READING 17-2

Source: F. Rosengarten, Jr. 1969. The Book Of Spices, p. 23-96, Jove Publ., Inc., New York

Silphium

Silphium was the most famous drug of the ancient Mediterranean world. The plant of the same name, from winch the drug was obtained, grew chiefly in the hills near Cyrene (Libya), in North Africa, where it flourished between the 7th and 2nd centuries BC. Large quantities were exported from Cyrene to Greece, and often it was sold by weight at the same rate as silver. By the first century AD, however, the plant had virtually become extinct, possibly due to overgrazing,since it was important as cattle fodder.

The botanical identification of ancient silphium is not clear. It is generally believed to have been Ferula tingitana, a sweet-smelling umbelliferous plant with, thick stalks and roots that grows today as a rarity in Cyrenaica. The juice of this plant was known as "laserwort juice."

The name silphium has also been applied, perhaps erroneously, to a foul-smelling Persian plant of the carrot family (genus Ferula), whose roots and rhizomes are the source of the medicinal gum resin asafetida. It was carried westward by Alexander the Great during the 4th century BC and is known as "stink-finger" in Afghanistan. As the silphium of Cyrene became extinct, asafetida may have gradually replaced it as a drug.

The genus Silphium, a name given by Linnaeus in 1737 to a group of hardy North American herbs of the family Compositae, occurs today in the Mississippi Valley and eastward, but these plants are not related to the silphium of the Greeks.

An extremely versatile herb, silphium was in great demand by the Greeks for use as a condiment, food preservative, gum resin, edible vegetable, and in medicine. As a condiment silphium was grated over meats and cabbage, as cheese is today. The stalk was considered an appetizing vegetable delicacy. As a drug the plant was an all-inclusive therapeutic agent, prescribed for fevers, coughs, lumbago, mange, and diseases of the eye; it was applied to remove corns and ingested to cure toothache, promote menstruation, dissolve blood clots, and eliminate worms. It was also employed as an antidote for scorpion bites.

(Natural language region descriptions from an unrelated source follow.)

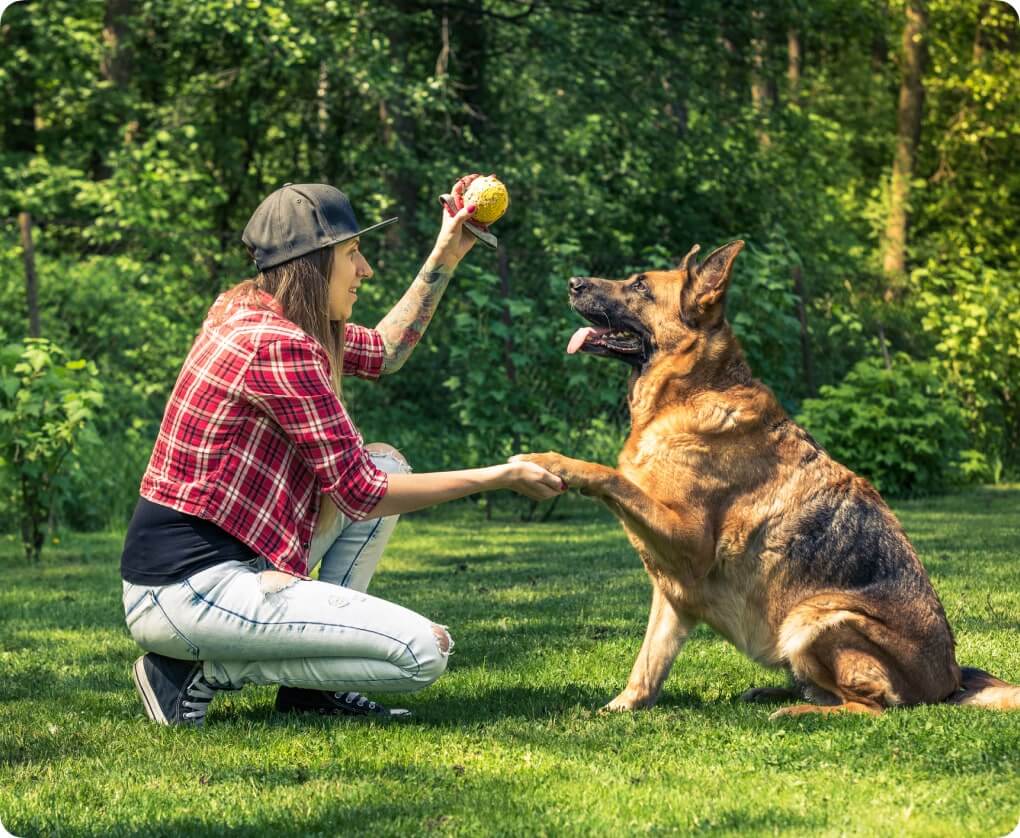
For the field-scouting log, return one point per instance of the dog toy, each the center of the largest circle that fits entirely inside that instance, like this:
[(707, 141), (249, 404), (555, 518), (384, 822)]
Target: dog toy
[(491, 199)]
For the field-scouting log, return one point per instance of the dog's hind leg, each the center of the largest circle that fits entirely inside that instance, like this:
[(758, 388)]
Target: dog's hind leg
[(844, 665), (667, 630)]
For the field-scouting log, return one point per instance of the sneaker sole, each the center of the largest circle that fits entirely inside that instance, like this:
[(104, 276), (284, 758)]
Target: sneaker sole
[(149, 701)]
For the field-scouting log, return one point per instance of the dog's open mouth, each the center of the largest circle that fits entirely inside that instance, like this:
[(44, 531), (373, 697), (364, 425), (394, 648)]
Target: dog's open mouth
[(604, 342)]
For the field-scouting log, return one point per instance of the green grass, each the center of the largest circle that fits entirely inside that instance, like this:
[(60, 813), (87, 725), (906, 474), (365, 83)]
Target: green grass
[(547, 619)]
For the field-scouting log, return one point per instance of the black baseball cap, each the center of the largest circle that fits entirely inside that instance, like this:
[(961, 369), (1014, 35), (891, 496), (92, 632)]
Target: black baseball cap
[(299, 218)]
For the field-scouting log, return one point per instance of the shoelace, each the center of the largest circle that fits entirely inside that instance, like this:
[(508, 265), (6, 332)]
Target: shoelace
[(202, 692), (355, 698)]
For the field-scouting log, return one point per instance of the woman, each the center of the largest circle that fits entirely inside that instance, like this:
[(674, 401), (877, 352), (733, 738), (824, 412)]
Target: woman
[(217, 555)]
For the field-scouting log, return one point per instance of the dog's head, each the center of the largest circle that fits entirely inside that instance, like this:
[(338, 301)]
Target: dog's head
[(659, 311)]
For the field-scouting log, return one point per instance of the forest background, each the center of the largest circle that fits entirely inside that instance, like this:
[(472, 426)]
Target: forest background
[(866, 151)]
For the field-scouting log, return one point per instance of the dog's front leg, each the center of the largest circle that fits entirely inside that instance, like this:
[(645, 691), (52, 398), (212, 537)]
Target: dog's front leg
[(666, 633), (682, 545)]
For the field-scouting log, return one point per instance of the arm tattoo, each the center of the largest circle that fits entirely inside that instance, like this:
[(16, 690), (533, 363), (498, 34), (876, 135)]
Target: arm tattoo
[(403, 326)]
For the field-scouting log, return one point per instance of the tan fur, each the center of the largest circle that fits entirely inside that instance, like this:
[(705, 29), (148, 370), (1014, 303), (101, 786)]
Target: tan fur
[(744, 523)]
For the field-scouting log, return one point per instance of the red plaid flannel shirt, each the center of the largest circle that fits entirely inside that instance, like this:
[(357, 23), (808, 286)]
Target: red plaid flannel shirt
[(253, 431)]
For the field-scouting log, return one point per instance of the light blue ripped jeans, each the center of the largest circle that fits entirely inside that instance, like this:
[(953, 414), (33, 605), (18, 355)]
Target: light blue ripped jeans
[(252, 627)]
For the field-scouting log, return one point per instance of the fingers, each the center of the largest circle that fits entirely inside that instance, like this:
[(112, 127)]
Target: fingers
[(460, 186), (464, 214)]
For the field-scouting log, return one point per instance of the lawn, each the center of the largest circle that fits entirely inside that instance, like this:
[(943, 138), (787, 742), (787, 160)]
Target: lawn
[(547, 618)]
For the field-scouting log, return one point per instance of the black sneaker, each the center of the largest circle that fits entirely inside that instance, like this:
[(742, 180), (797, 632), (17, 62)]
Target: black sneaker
[(173, 692), (294, 699)]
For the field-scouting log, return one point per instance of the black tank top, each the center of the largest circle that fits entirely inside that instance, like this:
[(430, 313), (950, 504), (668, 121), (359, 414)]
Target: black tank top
[(163, 545)]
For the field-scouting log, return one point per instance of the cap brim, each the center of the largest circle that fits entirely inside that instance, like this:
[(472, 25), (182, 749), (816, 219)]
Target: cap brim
[(363, 230)]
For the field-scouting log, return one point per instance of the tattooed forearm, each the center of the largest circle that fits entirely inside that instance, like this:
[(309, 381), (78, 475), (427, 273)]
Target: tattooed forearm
[(403, 326)]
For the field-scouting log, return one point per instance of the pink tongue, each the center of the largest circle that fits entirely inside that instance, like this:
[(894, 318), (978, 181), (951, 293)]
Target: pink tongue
[(578, 337)]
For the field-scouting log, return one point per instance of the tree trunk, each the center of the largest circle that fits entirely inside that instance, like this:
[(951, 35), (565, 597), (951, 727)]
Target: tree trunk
[(909, 113), (117, 61), (31, 283)]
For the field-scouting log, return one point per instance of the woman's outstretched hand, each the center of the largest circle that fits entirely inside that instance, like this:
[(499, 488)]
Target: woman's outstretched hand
[(532, 480)]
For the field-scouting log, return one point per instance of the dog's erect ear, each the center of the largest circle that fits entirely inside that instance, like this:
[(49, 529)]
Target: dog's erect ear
[(689, 260), (708, 281)]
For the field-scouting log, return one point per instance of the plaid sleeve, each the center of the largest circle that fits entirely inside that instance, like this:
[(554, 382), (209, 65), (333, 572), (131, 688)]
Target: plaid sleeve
[(363, 352), (289, 380)]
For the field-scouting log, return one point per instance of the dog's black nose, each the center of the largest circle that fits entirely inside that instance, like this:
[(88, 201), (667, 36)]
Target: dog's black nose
[(577, 284)]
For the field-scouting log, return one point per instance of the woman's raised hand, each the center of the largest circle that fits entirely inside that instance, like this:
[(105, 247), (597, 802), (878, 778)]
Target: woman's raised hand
[(454, 242)]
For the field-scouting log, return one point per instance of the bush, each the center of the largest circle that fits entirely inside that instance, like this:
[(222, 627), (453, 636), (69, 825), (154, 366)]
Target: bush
[(899, 427), (46, 403)]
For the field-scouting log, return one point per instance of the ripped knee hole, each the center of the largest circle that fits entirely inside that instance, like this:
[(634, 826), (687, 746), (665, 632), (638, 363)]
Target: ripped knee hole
[(273, 581), (443, 638)]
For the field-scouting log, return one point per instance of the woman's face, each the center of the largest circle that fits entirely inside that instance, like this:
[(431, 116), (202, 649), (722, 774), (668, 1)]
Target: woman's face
[(349, 269)]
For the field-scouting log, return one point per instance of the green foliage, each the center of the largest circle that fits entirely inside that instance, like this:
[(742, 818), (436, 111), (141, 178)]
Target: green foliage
[(46, 405), (901, 427), (626, 133), (548, 619)]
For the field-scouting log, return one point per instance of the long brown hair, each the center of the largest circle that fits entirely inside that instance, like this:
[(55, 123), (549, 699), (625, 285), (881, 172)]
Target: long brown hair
[(302, 289)]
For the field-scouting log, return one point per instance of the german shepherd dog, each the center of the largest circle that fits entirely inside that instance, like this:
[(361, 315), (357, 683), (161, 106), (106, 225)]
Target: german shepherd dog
[(744, 522)]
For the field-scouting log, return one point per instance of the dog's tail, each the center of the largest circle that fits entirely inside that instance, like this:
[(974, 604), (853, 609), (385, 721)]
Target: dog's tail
[(979, 689)]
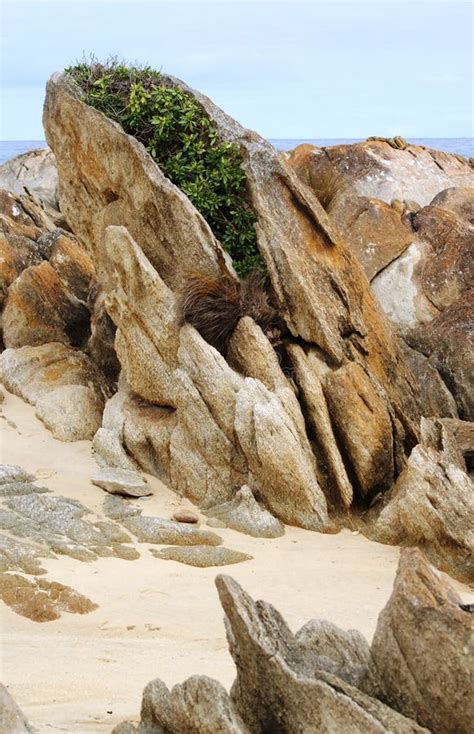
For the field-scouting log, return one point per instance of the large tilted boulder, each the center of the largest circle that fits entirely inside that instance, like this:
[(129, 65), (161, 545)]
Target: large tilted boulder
[(432, 503), (380, 169), (423, 649), (218, 417), (324, 679), (63, 384)]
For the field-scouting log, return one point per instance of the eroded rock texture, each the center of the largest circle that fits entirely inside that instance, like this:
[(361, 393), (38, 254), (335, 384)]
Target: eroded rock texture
[(324, 679), (423, 649), (210, 425)]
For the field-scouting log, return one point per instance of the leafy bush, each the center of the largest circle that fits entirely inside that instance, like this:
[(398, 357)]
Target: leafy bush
[(183, 141)]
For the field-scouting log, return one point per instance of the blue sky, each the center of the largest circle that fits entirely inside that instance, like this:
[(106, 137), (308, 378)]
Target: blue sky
[(286, 69)]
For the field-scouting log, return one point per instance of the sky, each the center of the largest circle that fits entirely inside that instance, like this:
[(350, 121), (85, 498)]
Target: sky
[(286, 69)]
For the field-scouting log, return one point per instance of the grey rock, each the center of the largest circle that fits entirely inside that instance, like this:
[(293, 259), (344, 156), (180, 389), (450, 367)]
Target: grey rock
[(12, 473), (202, 556), (245, 514), (423, 649), (121, 481), (12, 720), (167, 532), (292, 700)]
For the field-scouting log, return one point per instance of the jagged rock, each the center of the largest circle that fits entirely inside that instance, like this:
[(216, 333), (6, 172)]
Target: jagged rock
[(399, 292), (12, 720), (39, 309), (459, 200), (184, 514), (373, 230), (423, 649), (431, 504), (167, 532), (245, 514), (101, 343), (16, 555), (33, 172), (364, 425), (305, 677), (41, 600), (447, 271), (13, 489), (377, 169), (62, 383), (121, 481), (202, 556), (12, 473), (248, 432), (199, 705), (56, 524), (448, 342)]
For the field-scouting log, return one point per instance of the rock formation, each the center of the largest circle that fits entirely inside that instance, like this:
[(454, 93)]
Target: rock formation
[(417, 673)]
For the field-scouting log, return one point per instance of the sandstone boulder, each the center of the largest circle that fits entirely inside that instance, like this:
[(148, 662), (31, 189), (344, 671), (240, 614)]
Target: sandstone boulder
[(62, 383), (459, 200), (432, 503), (12, 721), (373, 230), (33, 172), (378, 169), (423, 649), (448, 343)]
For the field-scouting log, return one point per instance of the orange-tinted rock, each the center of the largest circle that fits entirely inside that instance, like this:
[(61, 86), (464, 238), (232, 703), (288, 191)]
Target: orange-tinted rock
[(373, 231), (377, 169), (458, 200), (39, 309)]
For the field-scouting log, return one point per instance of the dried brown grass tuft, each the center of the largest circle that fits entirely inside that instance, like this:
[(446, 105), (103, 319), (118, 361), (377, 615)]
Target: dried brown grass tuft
[(214, 306)]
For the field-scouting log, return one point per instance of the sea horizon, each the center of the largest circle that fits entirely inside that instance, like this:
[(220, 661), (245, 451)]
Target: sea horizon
[(460, 146)]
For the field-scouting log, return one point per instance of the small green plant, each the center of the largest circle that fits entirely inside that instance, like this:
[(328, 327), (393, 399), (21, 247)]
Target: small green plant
[(183, 141)]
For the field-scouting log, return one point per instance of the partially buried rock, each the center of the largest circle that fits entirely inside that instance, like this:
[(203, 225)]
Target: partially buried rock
[(12, 720), (184, 514), (121, 481), (245, 514), (202, 556), (423, 649), (41, 600)]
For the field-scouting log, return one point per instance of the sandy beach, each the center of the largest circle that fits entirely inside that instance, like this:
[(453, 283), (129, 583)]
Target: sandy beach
[(159, 618)]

The residents of Cyrene advertised and promoted silphium to such an extent that visitors occasionally tired of hearing about it. Antiphanes, an Athenian poet who visited Cyrene during the 4th century BC, wrote: "I will not sail back to the place [Cyrene] from which we were carried away, for I want to say goodbye to all horses, silphium, chariots, silphium stalks, steeplechasers, silphium leaves, fevers, and silphium juice."

The economic importance of silphium in an cient Cyrene, a Spartan colony, is recorded on the inside of a Laconian kylix (cup), probably made by Cyrenaic potters, in the 6th century BC, now in the Biblio-thèque Nationale in Paris. It is believed to show King Arcesilas II of Cyrene himself supervising the weighing and loading of a ship with this renowned bygone herb.